Lost was another thing. Elizabeth Sarnoff had been one of the writers on Big Apple which is another show I’d done with David Milch, and on Deadwood. She called me up and said, ‘I don’t know if you’ve ever watched Lost.’ I said, ‘Yeah, I’ve watched the first season but I’m kind of behind.’ She said, ‘I have a great character for you but I can’t really tell you what it is unless you say you’ll do it because of the secretive nature of the show.’ Because I was close friends with her and knew that she was a great writer worth her word, I signed on to do that completely blindly, and was greatly rewarded even though if you think about it in terms of actual episodes that I did it was only four. But that character in the mythology of Lost is from the first pilot episode all the way through to the end, the smoke monster. Ignorance was bliss. They would try to tell me things about the character and I would say, ‘I don’t want to know.’

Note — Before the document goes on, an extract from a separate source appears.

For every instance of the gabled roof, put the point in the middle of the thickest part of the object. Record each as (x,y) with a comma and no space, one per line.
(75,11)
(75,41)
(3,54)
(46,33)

Gone Baby Gone was an opportunity that came up. I read that script and I had read the book before, but I thought I would not get the part because I was considerably younger than the way the character was written in the book, as well in the script. It was just one of those things where a great leap of faith on Ben [Affleck’s] part to cast me in that role. That was the beginning of my working relationship with Ben, and a tremendous experience, a really interesting character in a fabulous film. And a wonderful experience working with Morgan Freeman, Ed Harris and everybody, Casey [Affleck] and Amy Madigan. Stop me if I name the entire cast.”